Du PLAISIR comme PRINCIPE
En allemand la joie se dit "Freude" - voilà qui devait ravir le cher Sigmund ! Et dessiner pour lui un certain destin, un fatum comme on dit en latin, qui signifie originellement "le dit" (de fari, dire). Les Muses, au chevet du nourrisson, ont édicté le signifiant-maître qui dorénavant guiderait les pas de l'enfant, puis de l'adulte. On se demandera si Freud saura se montrer digne de cette vocation, dans sa vie et dans son oeuvre, ce qui n'est évident ni pour l'une ni pour l'autre. S'il est bien vrai qu'elles commencent en fanfare (malgré les difficultés inhérentes à son projet de créer une science nouvelle), la suite est plus sombre : le vieil homme devra fuir les nazis en Angleterre, et l'oeuvre se teinte de tristesse avec l'énonciation de la pulsion de mort. Mais alors, où est la joie ? Je la verrai pour mon compte dans la première théorie des pulsions : voyez ce corps, bridé par la religion et la morale, corseté par la médecine, découpé en rondelles par l'anatomie, physicalisé par la physiologie, qui soudain se met à respirer, à gambader ! Corps pulsionnel, corps érogène, corps miraculé par les circuits de la libido ! Et la bouche, et tout le système digestif, et l'anus, et les zones génitales, et bientôt le corps tout entier, et la peau, et le regard, tout cela, en ordre ou en désordre, se met à vibrer, à frémir ! Joie du corps, joie hors mesure, s'écoulant, rayonnant ! Depuis Lucrèce on n'avait rien vu de semblable : le mouvement spontané du corps, et de la psyché, va vers le plaisir : voluptas gubernans ! Une nouvelle ode à Vénus résonne "scientifiquement" dans ces premiers travaux, qui ont pour titre : "Pour une théorie sexuelle".

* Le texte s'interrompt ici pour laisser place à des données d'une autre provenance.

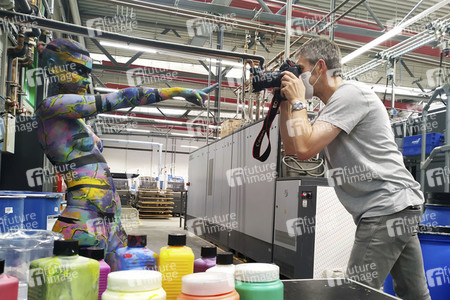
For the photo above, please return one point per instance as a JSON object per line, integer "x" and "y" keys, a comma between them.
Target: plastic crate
{"x": 412, "y": 145}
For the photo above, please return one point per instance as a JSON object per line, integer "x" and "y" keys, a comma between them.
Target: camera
{"x": 270, "y": 79}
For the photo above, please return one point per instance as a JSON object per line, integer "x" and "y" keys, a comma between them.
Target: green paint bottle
{"x": 258, "y": 281}
{"x": 64, "y": 276}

Chacun sait nonobstant que les choses ne sont pas si simples, que nulle part, en aucun lieu, sauf peut-être pour les premiers mois de la vie, la libido ne peut, sans réserve ni contrôle, s'épancher librement. Eros, très vite, apprend à pleurer, à se lamenter sur sa liberté perdue. Freud inventera l'expression "pulsion du moi" pour désigner l'ensemble des forces visant à l'adaptation sociale, à la maîtrise des pulsions sexuelles, travail inévitable pour qui veut vivre en société et prendre la mesure de la réalité. Dès lors un conflit s'installe entre le principe de plaisir et le principe de réalité, mais, en théorie, ce conflit est gérable si le refoulement n'est pas trop massif, et si une satisfaction raisonnable est laissée aux pulsions. C'est une autre manière de rendre à la raison des philosophes, fort malmenée dans un premier temps, un certain pouvoir de gestion : volupté certes, mais dans certaines mesures, comme le voulait l'antique principe du "rien de trop". Fondamentalement Freud est apollinien, mais avec la supériorité notoire d'avoir exploré le pôle obscur de l'inconscient, auquel il n'est pas question de s'abandonner : où Cela était Je dois advenir.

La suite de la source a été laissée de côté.